Master of the High Court wrong to describe Abhaile service as 'a sick joke'

Master of the High Court wrong to describe Abhaile service as 'a sick joke'

The CEO of the Insolvency Service of Ireland, Lorcan O’Connor says that the Master of the High Court Edmund Honohan was “wrong” when he described the Abhaile service as “a sick joke.”

Mr Honohan had said the service was “merely a voucher for €200 worth of legal advice before you go to the Circuit Court”.

He had been responding to advice given by Taoiseach Leo Varadkar that people in mortgage arrears should avail of the Abhaile service.
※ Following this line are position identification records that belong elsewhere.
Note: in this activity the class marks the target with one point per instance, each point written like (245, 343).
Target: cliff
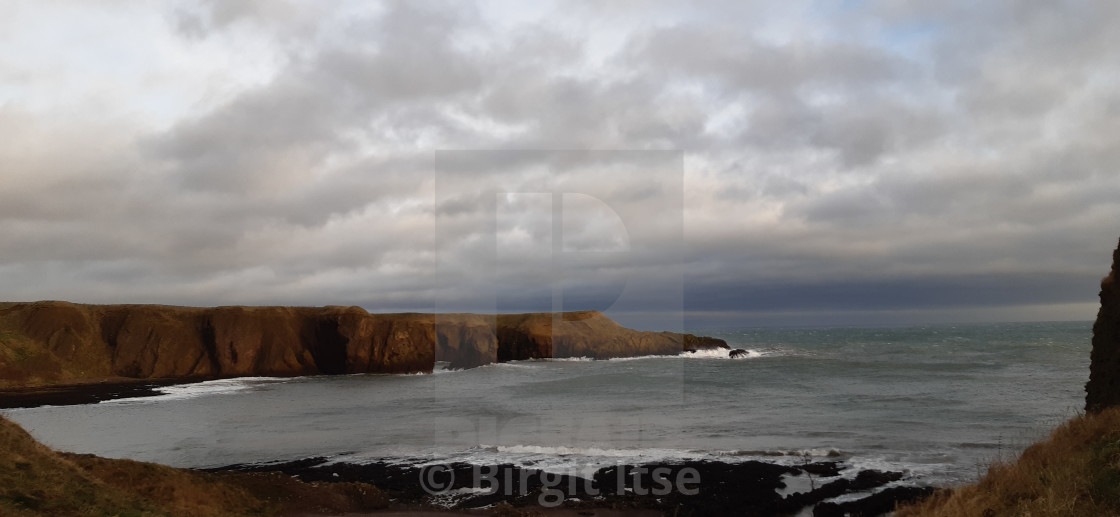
(1103, 387)
(59, 342)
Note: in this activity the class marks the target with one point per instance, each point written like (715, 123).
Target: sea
(938, 403)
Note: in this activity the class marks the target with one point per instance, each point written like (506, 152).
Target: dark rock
(1103, 387)
(68, 344)
(877, 504)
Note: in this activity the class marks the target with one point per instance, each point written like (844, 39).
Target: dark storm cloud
(880, 156)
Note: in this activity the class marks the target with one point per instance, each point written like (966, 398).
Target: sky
(712, 163)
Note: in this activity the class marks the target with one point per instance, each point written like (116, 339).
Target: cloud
(883, 156)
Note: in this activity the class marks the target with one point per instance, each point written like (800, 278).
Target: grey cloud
(848, 168)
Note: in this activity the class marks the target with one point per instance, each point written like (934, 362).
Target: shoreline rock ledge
(53, 342)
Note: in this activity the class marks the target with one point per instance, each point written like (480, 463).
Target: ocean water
(939, 403)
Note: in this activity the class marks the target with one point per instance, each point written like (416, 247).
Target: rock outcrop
(59, 342)
(1103, 387)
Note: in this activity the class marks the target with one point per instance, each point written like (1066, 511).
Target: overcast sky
(834, 162)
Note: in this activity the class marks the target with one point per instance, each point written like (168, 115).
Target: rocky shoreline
(688, 488)
(59, 344)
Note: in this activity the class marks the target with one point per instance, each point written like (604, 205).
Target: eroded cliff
(1103, 387)
(59, 342)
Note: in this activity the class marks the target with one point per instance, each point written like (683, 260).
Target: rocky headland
(49, 344)
(1103, 387)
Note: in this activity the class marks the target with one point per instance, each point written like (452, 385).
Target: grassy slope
(36, 480)
(1075, 472)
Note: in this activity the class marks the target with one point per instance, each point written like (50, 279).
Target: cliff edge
(58, 342)
(1103, 387)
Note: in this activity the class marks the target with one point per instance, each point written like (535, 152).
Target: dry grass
(1075, 472)
(36, 481)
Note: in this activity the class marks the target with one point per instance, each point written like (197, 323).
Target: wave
(182, 392)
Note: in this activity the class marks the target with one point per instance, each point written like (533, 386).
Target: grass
(1074, 472)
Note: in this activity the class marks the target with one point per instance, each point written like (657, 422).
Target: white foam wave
(182, 392)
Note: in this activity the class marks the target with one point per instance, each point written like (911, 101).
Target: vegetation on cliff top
(1075, 472)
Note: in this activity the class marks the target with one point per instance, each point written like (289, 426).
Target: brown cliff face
(1103, 387)
(59, 342)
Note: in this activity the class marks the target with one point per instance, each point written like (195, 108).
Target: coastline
(824, 488)
(85, 393)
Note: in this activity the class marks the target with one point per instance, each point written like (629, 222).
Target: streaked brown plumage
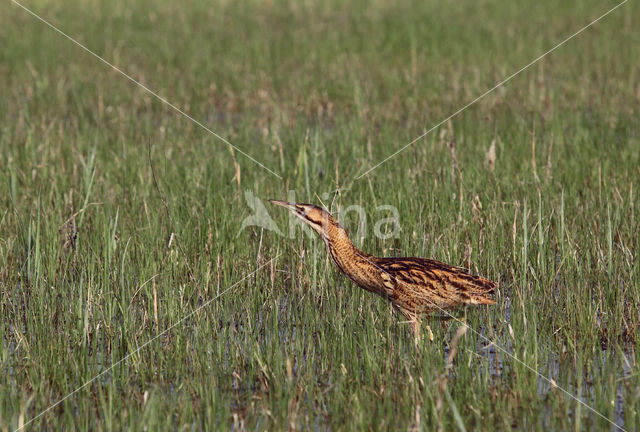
(415, 286)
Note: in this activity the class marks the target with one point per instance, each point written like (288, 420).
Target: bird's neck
(357, 265)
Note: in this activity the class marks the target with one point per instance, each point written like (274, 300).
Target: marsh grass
(91, 266)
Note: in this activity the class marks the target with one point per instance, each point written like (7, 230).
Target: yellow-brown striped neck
(357, 265)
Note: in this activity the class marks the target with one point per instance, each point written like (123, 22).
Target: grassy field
(535, 186)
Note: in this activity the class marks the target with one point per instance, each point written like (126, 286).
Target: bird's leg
(415, 326)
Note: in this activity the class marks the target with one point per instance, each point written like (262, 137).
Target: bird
(415, 286)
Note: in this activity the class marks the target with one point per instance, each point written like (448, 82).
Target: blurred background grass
(534, 186)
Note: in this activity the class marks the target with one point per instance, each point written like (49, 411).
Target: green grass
(318, 93)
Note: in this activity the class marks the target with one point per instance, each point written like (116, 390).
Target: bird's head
(318, 219)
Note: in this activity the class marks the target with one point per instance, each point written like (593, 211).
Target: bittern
(415, 286)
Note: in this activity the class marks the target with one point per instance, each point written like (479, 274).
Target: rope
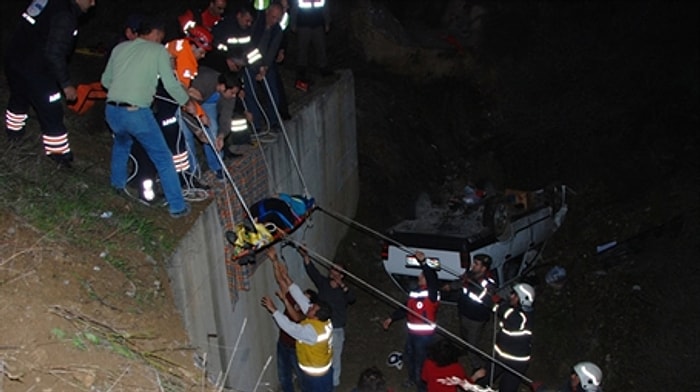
(268, 167)
(329, 264)
(191, 192)
(227, 174)
(255, 97)
(286, 137)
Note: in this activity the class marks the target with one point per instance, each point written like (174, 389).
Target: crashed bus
(512, 227)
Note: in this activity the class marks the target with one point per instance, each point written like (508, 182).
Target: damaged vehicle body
(512, 227)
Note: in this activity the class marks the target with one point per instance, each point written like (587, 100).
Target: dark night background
(599, 95)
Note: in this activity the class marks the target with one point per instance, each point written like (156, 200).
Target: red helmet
(201, 37)
(186, 21)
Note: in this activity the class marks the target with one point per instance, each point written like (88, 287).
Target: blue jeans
(317, 383)
(140, 124)
(414, 355)
(337, 344)
(209, 151)
(287, 366)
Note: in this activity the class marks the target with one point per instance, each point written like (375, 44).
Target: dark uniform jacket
(44, 39)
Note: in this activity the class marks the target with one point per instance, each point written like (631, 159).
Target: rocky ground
(607, 107)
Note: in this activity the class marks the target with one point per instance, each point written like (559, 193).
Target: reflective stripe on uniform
(307, 4)
(56, 144)
(181, 162)
(510, 356)
(15, 121)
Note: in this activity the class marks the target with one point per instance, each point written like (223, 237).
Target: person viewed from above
(421, 318)
(232, 41)
(261, 76)
(207, 18)
(36, 67)
(311, 20)
(333, 290)
(514, 337)
(185, 54)
(217, 93)
(131, 76)
(442, 361)
(287, 362)
(477, 288)
(313, 335)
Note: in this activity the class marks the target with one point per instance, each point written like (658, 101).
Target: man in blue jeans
(131, 76)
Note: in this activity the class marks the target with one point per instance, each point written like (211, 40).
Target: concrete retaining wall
(224, 320)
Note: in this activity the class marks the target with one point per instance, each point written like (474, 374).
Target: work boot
(231, 237)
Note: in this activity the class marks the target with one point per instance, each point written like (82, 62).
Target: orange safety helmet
(201, 37)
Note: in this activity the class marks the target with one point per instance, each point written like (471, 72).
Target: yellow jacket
(315, 359)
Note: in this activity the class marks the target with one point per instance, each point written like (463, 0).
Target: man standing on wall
(36, 65)
(131, 77)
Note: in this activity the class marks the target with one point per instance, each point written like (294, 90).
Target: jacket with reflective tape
(514, 338)
(45, 38)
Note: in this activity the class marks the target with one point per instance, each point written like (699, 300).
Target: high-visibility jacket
(514, 337)
(419, 303)
(315, 359)
(186, 65)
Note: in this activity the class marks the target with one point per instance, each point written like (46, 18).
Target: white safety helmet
(525, 293)
(589, 375)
Mr O’Connor told RTE’s Morning Ireland that the 95% success rate of the service was proof of its important role.

More than 11,600 borrowers received advice and support from Abhaile, the State’s mortgage arrears and debt resolution service over a two-year period, according to a recent report.

The Department of Justice and Equality, and the Department of Employment Affairs and Social Protection, who co-ordinate the scheme, published annual reports reviewing the take up and outcomes of Abhaile between July 2016 and June 2018.

Over that time, 11,695 borrowers received financial advice and negotiation support either from a personal insolvency practitioner (5,154 households) or a dedicated mortgage arrears adviser (4,960 households).

As of July 2018, around 30% of the borrowers who had engaged with Abhaile had a solution in place or on trial.

A further 53% of borrowers who had engaged with the scheme (6,148) were still in their homes and receiving support from a financial adviser to get reach a solution.

Mr O’Connor said he would like to see the figure of those still in their homes at a higher level. He advised anyone in mortgage arrears to contact the service for assistance.